Sohyun kembali mendekati Daniel. Hidungnya tampak memerah dengan mata yang turut berkaca-kaca. "Katakan padaku, Daniel-ssi. Sepertinya tadi aku terlalu emosi, tapi apa pun yang kaukatakan, aku akan percaya padamu!"


Benar. Sohyun ingin percaya bahwa bukan Daniel yang sudah bersikap keji itu. Hatinya tetap ingin percaya kalau ia salah sudah menampar Daniel.

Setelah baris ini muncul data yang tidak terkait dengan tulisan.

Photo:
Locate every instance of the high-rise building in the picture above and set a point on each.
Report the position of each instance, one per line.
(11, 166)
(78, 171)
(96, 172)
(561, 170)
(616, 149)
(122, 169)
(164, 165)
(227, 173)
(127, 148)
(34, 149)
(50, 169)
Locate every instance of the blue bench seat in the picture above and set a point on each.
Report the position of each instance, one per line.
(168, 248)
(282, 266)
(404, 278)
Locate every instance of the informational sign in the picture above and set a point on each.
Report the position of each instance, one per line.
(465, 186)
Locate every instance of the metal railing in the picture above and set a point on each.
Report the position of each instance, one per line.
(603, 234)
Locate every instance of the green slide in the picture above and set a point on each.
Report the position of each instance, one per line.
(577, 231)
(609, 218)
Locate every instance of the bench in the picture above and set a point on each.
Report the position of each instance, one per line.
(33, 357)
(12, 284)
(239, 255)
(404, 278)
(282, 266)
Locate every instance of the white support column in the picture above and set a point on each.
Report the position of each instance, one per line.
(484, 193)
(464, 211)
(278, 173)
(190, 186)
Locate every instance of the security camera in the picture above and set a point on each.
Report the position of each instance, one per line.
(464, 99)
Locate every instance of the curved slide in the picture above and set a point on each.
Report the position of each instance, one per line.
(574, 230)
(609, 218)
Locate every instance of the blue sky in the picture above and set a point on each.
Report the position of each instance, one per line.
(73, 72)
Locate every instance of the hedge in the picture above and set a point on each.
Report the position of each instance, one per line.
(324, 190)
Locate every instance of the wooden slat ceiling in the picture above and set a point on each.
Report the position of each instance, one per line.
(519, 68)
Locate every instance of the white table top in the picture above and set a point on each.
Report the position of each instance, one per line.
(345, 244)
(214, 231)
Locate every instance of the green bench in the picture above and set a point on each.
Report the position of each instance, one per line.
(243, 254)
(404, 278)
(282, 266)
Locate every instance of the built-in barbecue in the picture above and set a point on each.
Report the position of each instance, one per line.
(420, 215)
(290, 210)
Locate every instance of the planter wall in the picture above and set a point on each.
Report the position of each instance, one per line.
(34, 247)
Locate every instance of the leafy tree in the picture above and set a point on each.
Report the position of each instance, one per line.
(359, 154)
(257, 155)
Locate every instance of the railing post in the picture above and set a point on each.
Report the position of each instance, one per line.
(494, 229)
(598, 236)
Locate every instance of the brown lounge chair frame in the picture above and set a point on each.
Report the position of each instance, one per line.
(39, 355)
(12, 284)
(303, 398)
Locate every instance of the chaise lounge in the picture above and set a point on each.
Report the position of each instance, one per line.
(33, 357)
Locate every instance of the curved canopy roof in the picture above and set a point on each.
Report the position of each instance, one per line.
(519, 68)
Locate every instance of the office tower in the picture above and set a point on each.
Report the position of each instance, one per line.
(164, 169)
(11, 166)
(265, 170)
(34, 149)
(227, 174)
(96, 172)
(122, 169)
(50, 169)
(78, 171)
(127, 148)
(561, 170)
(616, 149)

Seharusnya lebih mudah berbohong, dengan begitu Sohyun tidak akan membencinya. Namun, hati Daniel tersayat melihat tatapan Sohyun yang tampak percaya padanya. Sial sekali, mulutnya rasa kelu untuk menutupi semuanya. Semua kebaikannya selama ini terlihat semu.Di bukan orang seperti yang di harapan Sohyun. Tidak mendekati. Sebaliknya, dia hanyalah pria berengsek yang berpura-pura baik dengan harapan bisa membayar hutangnya dalam diam. Mengharapkan pengampunan di balik kejahatan yang sudah ditorehkan.


"Katakan kalau aku salah! Kumohon ...." Suara Sohyun kian parau.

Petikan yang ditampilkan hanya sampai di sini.